L'intervention du poète et journaliste, Ahmed Sabri, a été très révélatrice quant aux droits des artistes et aux lois qui les protègent, la lutte contre l'invasion de la chanson orientale à travers nos chaînes nationales et Festivals, l'encouragement des musiciens et créateurs à produire dans de meilleures conditions, l'organisation de Festivals où la chanson marocaine sera plus présente. «Beaucoup de Festivals se déroulent au Maroc, mais nous constatons que la chanson marocaine est presque inexistante, contrairement à d'autres pays qui privilégient d'abord leur production nationale. Nous ne sommes pas contre l'ouverture vers d'autres cultures, mais pas aux dépens de la nôtre», explique M. Sabri.
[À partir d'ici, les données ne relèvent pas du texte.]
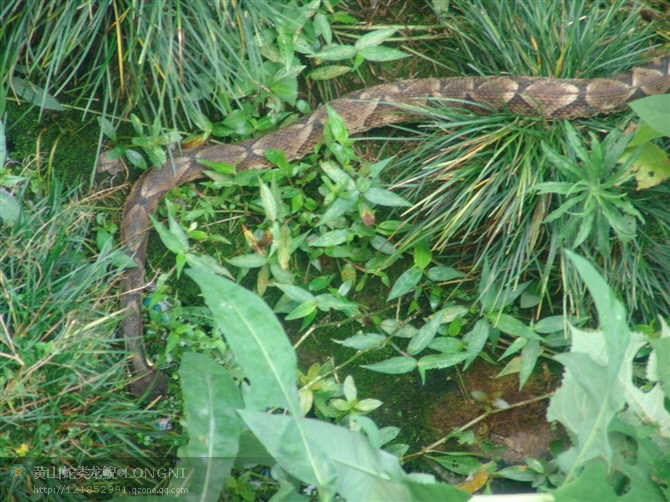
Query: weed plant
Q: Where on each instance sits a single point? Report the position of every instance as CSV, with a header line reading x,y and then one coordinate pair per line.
x,y
477,181
62,371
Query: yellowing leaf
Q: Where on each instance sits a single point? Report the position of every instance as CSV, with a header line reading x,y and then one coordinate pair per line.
x,y
652,166
475,481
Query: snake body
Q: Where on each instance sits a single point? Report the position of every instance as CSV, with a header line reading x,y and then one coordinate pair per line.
x,y
361,110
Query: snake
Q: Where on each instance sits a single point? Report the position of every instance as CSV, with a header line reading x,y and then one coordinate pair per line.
x,y
362,110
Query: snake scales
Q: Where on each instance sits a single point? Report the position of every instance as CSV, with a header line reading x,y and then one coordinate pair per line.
x,y
361,111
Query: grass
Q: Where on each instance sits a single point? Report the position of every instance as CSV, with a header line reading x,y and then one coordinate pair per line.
x,y
61,369
479,190
475,193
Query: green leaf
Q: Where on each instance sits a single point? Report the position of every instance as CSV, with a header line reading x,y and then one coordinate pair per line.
x,y
440,361
302,310
652,166
375,38
332,238
248,261
529,355
362,341
35,95
329,72
261,348
211,400
460,464
270,204
384,197
655,111
442,274
292,442
512,326
107,128
405,283
425,334
337,125
552,324
11,208
339,207
296,293
135,158
173,241
590,485
335,53
393,366
346,462
381,54
422,255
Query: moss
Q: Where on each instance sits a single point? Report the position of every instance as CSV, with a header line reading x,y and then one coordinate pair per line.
x,y
60,141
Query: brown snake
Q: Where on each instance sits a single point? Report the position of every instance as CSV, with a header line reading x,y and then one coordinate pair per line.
x,y
361,110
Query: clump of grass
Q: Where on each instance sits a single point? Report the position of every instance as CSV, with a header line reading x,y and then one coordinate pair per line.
x,y
162,59
479,192
62,373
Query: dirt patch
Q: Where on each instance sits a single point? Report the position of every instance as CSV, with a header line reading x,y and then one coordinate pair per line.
x,y
520,431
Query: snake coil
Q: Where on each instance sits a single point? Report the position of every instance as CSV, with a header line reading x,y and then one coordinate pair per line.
x,y
361,110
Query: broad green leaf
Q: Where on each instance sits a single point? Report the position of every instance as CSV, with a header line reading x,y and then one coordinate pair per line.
x,y
529,355
515,347
337,125
211,400
405,283
381,54
248,261
287,441
476,339
11,208
425,334
270,204
385,197
345,459
659,363
652,166
611,312
175,242
440,361
332,238
329,72
422,255
362,341
322,27
393,366
338,175
459,463
296,293
136,158
441,274
518,473
512,326
256,338
591,484
302,310
446,344
552,324
35,95
335,53
339,207
107,129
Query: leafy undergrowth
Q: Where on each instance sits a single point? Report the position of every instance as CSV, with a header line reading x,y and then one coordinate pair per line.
x,y
468,292
618,426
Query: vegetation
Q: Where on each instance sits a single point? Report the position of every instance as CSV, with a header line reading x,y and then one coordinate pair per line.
x,y
471,242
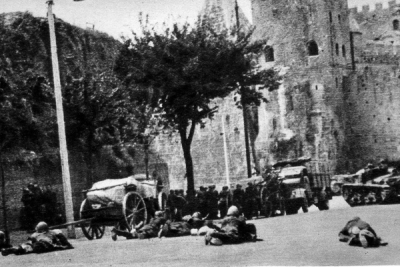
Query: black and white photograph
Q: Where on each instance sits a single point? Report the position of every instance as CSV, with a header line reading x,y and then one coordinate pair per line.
x,y
199,133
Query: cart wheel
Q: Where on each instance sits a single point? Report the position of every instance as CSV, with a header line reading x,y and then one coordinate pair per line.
x,y
90,230
282,207
162,201
267,208
134,209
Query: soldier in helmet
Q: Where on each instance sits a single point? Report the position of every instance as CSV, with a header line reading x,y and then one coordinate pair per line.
x,y
189,225
152,229
202,201
233,230
223,201
43,240
238,197
3,241
359,233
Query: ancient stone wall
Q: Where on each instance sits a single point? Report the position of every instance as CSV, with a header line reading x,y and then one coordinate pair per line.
x,y
372,98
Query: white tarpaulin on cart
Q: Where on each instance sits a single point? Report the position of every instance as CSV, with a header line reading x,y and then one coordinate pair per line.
x,y
113,190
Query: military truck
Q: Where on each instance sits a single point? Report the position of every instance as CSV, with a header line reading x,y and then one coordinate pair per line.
x,y
301,187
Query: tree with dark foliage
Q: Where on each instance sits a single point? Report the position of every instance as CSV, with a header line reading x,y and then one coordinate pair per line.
x,y
188,67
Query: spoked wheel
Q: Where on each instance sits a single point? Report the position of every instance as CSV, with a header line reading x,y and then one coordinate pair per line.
x,y
89,229
267,208
162,201
134,209
282,207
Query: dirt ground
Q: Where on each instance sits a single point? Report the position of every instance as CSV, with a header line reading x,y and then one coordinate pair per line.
x,y
302,239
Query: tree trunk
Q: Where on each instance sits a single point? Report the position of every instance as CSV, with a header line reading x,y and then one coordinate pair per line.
x,y
146,160
4,204
89,160
186,145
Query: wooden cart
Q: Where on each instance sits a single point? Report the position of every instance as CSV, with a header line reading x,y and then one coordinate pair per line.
x,y
125,204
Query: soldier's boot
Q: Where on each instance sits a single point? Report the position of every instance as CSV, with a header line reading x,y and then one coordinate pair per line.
x,y
13,250
114,235
207,237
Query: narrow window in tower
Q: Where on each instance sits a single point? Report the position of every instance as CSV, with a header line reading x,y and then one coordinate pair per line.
x,y
396,25
312,48
269,54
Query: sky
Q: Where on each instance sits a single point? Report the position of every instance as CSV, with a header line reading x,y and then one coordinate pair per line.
x,y
120,17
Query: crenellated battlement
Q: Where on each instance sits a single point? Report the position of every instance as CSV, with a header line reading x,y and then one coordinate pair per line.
x,y
378,7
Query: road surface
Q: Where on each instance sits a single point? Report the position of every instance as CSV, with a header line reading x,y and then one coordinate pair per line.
x,y
302,239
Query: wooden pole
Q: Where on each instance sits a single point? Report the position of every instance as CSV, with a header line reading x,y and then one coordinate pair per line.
x,y
4,204
69,212
228,182
244,106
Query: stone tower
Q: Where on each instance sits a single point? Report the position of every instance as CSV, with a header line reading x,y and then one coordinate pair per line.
x,y
223,12
298,29
310,39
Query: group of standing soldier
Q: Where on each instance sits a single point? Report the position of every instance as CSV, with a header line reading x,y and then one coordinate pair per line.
x,y
213,204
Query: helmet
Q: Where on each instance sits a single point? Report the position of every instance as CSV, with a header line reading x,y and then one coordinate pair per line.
x,y
196,215
354,230
159,213
215,241
42,227
134,233
233,211
194,231
186,218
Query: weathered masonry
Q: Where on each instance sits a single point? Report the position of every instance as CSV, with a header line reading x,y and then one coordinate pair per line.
x,y
339,102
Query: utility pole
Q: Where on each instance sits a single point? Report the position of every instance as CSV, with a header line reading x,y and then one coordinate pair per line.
x,y
242,100
69,211
228,182
4,203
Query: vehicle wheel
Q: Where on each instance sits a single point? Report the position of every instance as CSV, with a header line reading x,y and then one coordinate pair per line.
x,y
89,229
323,205
282,207
267,209
304,205
162,201
291,208
134,209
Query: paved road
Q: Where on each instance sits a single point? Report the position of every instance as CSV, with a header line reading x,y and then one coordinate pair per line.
x,y
303,239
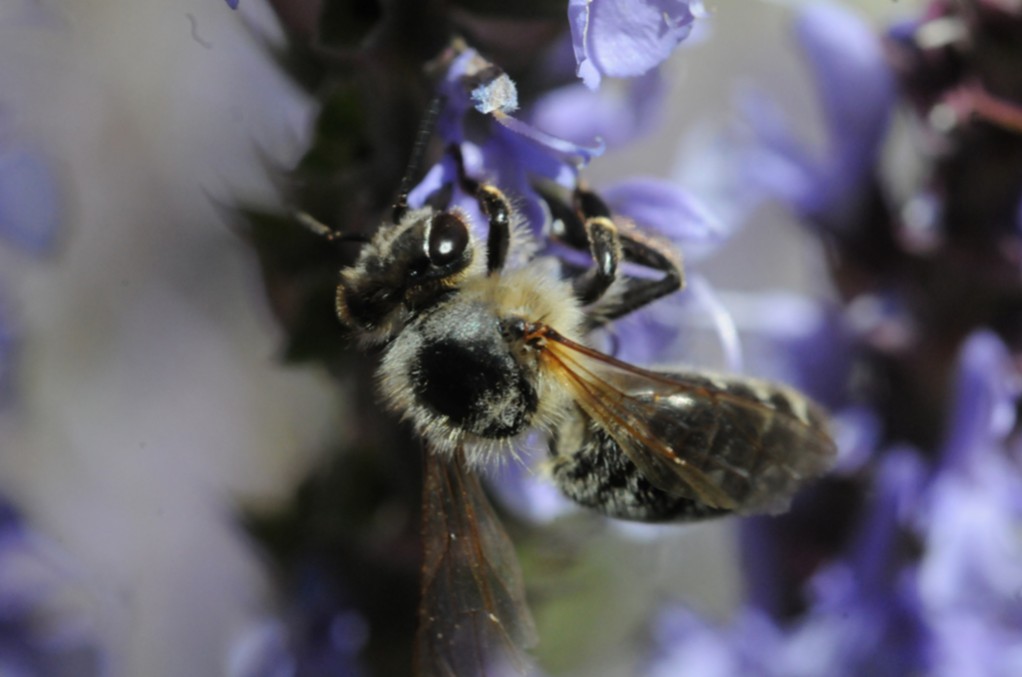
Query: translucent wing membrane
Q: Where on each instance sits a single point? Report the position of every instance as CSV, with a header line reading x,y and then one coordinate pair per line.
x,y
735,444
473,618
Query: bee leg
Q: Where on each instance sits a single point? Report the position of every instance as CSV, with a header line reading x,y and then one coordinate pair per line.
x,y
637,291
605,246
641,291
497,210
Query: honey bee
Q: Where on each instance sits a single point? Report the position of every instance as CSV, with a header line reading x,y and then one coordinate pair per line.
x,y
482,343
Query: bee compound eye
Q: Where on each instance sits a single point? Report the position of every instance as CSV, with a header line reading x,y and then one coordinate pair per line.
x,y
448,238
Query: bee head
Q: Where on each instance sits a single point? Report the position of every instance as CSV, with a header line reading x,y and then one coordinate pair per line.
x,y
406,267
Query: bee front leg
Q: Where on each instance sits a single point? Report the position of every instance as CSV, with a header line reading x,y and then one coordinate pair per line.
x,y
498,212
497,209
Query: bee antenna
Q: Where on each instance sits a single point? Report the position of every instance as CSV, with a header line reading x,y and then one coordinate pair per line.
x,y
316,226
422,136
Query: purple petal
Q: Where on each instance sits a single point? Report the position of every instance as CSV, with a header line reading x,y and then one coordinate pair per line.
x,y
856,92
616,116
625,38
30,210
985,398
852,78
664,208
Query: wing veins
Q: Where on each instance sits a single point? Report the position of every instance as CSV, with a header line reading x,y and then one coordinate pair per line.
x,y
692,478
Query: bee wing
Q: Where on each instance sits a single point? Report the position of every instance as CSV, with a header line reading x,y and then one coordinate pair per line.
x,y
473,618
730,443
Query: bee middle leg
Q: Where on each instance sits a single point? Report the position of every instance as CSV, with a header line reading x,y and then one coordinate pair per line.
x,y
589,224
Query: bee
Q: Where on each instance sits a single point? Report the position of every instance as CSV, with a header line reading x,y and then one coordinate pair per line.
x,y
476,354
483,343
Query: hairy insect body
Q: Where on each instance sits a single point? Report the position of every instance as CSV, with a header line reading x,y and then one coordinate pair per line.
x,y
710,420
462,372
484,342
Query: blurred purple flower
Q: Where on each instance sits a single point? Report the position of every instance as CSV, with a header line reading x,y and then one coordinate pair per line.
x,y
617,116
856,92
510,153
973,516
38,635
30,214
623,39
865,616
318,636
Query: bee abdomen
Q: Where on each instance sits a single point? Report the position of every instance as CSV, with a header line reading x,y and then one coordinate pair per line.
x,y
601,477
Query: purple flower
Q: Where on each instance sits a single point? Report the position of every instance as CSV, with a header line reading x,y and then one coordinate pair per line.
x,y
855,88
30,214
623,39
509,152
973,562
617,116
39,635
318,634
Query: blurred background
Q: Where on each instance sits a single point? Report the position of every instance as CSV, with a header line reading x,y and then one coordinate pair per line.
x,y
145,400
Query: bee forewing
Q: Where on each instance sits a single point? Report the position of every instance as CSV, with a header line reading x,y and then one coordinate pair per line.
x,y
731,443
473,618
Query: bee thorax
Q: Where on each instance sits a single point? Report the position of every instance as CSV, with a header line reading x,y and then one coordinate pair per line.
x,y
455,370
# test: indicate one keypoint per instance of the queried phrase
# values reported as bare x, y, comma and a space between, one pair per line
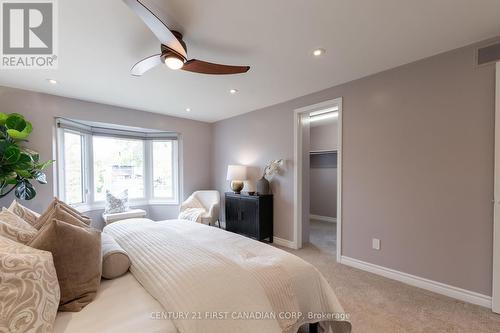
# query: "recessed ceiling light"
319, 52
Plusieurs points ont été, également, évoqués durant cette conférence, mettant en exergue la situation actuelle de notre secteur musical et les causes qui ont poussé à cet état de fait. «Il faut que nos musiciens et créateurs soient au diapason de la mondialisation, c'est-à-dire chercher la qualité là où elle se trouve et par tous les moyens, dont la science. Il faut aussi opter pour la nouveauté qui peut dépasser les frontières, car nous devons nous mettre en tête que le monde est devenu très petit à travers les moyens de communications qui existent actuellement, dont l'Internet», ajoute Ahmed Sabri.
Le troisième intervenant, Abdelmajid Fennich, chercheur et journaliste, quant à lui, a rappelé que cette commémoration n'est pas chose nouvelle pour les Marocains, puisque depuis toujours ils organisaient des Moussems et des «Nzaha» qui fêtaient en même temps des styles musicaux de la région. «C'est une tradition très ancrée dans notre culture et ne devrait pas normalement nous déranger. Cette journée doit aussi être un moment de méditation sur notre patrimoine marocain, car il ne faut pas oublier que ce legs ancestral a joué un rôle très important dans la floraison du secteur musical». ------------------------------------------
Des mélodies et des chants
La Journée nationale de la musique est un anniversaire où tout le bilan de l'année est évoqué avec ses avantages et ses dérapages, mais c'est, également, une journée où il faut fêter la musique. C'est pour cette raison que le Syndicat Marocain des Professions Musicales n'a pas omis de solliciter quelques artistes le jour de la conférence, notamment le cythariste, Thami El Houat, qui a ébloui l'assistance avec son jeu professionnel du « qanoun », puis le chanteur Mohamed Slaoui ayant interprété, devant un public nostalgique, trois œuvres mémorables de son père, feu Houssine Slaoui, à savoir «Mahla Nzaha», «Zine Oua Al Ain Zarga» et «Ya Mouja Ghanni». Trois chansons qui ont offert à l'assistance un petit moment de rêve et de remémoration des temps où la chanson marocaine était appréciée par tous les Marocains jeunes et adultes.
Quant à la soirée artistique organisée, hier, à la préfecture de Salé, celle-ci fut une opportunité pour rendre hommage à des leaders du secteur musical, dont Malou Rouane, Abdesslam Khachan, feu Mohamed Tode et feu Houssine Slaoui. Ont participé à son animation les chanteurs Amal Abdelkader, Mohamed El Ghaoui, Mohamed Slaoui et Abdelmounim Jamâi.